Re: [RFC PATCH 06/22] KVM: x86: INIT may transition from HALTED to RUNNABLE

From: Sean Christopherson
Date: Tue Dec 03 2024 - 14:08:04 EST


The shortlog is an observation, not a proper summary of the change.

KVM: x86: Handle side effects of receiving INIT while vCPU is HALTED

On Thu, Nov 21, 2024, Mingwei Zhang wrote:
> From: Jim Mattson <jmattson@xxxxxxxxxx>
>
> When a halted vCPU is awakened by an INIT signal, it might have been
> the target of a previous KVM_HC_KICK_CPU hypercall, in which case
> pv_unhalted would be set. This flag should be cleared before the next
> HLT instruction, as kvm_vcpu_has_events() would otherwise return true
> and prevent the vCPU from entering the halt state.
>
> Use kvm_vcpu_make_runnable() to ensure consistent handling of the
> HALTED to RUNNABLE state transition.
>
> Fixes: 6aef266c6e17 ("kvm hypervisor : Add a hypercall to KVM hypervisor to support pv-ticketlocks")
> Signed-off-by: Jim Mattson <jmattson@xxxxxxxxxx>

Mingwei's SoB is missing.

> ---
> arch/x86/kvm/lapic.c | 5 ++---
> 1 file changed, 2 insertions(+), 3 deletions(-)
>
> diff --git a/arch/x86/kvm/lapic.c b/arch/x86/kvm/lapic.c
> index 95c6beb8ce279..97aa634505306 100644
> --- a/arch/x86/kvm/lapic.c
> +++ b/arch/x86/kvm/lapic.c
> @@ -3372,9 +3372,8 @@ int kvm_apic_accept_events(struct kvm_vcpu *vcpu)
>
> if (test_and_clear_bit(KVM_APIC_INIT, &apic->pending_events)) {
> kvm_vcpu_reset(vcpu, true);
> - if (kvm_vcpu_is_bsp(apic->vcpu))
> - vcpu->arch.mp_state = KVM_MP_STATE_RUNNABLE;
> - else
> + kvm_vcpu_make_runnable(vcpu);

This is arguably wrong. APs are never runnable after receiving.

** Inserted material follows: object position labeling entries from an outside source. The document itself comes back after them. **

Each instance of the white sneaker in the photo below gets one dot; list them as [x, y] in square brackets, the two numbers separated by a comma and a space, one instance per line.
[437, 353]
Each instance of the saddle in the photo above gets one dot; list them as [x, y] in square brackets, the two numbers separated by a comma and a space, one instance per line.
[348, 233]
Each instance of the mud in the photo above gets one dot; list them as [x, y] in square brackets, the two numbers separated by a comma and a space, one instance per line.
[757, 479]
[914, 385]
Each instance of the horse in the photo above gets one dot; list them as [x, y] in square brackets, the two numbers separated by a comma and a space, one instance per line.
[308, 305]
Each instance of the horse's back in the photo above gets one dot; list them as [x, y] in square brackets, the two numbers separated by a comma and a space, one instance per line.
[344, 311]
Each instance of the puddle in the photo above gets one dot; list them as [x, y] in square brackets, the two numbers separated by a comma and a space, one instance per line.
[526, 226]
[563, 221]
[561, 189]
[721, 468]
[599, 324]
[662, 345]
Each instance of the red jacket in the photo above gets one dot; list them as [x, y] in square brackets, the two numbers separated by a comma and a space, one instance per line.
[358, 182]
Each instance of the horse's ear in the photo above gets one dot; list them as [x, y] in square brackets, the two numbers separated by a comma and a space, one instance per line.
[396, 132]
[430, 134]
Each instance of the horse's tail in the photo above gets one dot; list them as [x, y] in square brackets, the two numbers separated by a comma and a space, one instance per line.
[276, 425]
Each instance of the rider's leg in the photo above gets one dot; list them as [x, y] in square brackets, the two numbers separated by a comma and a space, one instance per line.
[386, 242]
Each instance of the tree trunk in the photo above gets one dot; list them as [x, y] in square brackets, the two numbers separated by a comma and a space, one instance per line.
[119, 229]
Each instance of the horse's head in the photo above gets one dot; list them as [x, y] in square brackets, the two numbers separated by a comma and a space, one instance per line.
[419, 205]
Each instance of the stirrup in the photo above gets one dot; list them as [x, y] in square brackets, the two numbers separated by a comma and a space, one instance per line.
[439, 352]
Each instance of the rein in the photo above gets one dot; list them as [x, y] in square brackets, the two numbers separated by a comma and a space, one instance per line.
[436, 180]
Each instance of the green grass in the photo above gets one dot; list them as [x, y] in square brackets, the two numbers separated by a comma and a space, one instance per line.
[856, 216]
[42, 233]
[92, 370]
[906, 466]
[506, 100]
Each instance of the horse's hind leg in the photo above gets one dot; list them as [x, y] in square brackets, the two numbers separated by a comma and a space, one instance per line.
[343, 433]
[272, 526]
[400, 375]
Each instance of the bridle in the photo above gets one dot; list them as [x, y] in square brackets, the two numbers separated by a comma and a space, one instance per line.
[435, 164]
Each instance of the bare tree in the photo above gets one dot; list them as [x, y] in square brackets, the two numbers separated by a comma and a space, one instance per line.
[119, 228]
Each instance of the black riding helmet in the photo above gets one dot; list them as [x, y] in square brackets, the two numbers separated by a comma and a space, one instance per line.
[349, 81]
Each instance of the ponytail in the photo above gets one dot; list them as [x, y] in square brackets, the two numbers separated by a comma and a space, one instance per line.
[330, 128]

Nothing should
ever be able to observe the "bad" state, but that doesn't make it any less
confusing.

This series also fails to address the majority cases where KVM transitions to RUNNABLE:

__set_sregs_common()
__sev_snp_update_protected_guest_state()
kvm_arch_vcpu_ioctl_set_mpstate()
kvm_xen_schedop_poll()
kvm_arch_async_page_present()
kvm_arch_vcpu_ioctl_get_mpstate()
kvm_apic_accept_events() (SIPI path)

Yeah, some of those don't _need_ to be converted, and the existing behavior of
pv_unhalted is all kinds of sketchy, but fixing a few select paths just so that
APERF/MPERF virtualization does what y'all want it to do does not leave KVM in a
better place.

I also think we should add a generic setter, e.g. kvm_set_mp_state(), and take
this opportunity to sanitize pv_unhalted. Specifically, I think pv_unhalted
should be clear on _any_ state transition, and unconditionally cleared when KVM
enters the guest. The PV kick should only wake a vCPU that is currently halted.
Unfortunately, the cross-vCPU nature means KVM can't easily handle that when
delivering APIC_DM_REMRD.

Please also send these fixes as a separate series. My crystal ball says APERF/MPERF
virtualization isn't going to land in the near future, and I would like to get
the mp_state handling cleaned up soonish.

> + if (!kvm_vcpu_is_bsp(apic->vcpu))
> vcpu->arch.mp_state = KVM_MP_STATE_INIT_RECEIVED;
> }
> if (test_and_clear_bit(KVM_APIC_SIPI, &apic->pending_events)) {
> --
> 2.47.0.371.ga323438b13-goog
>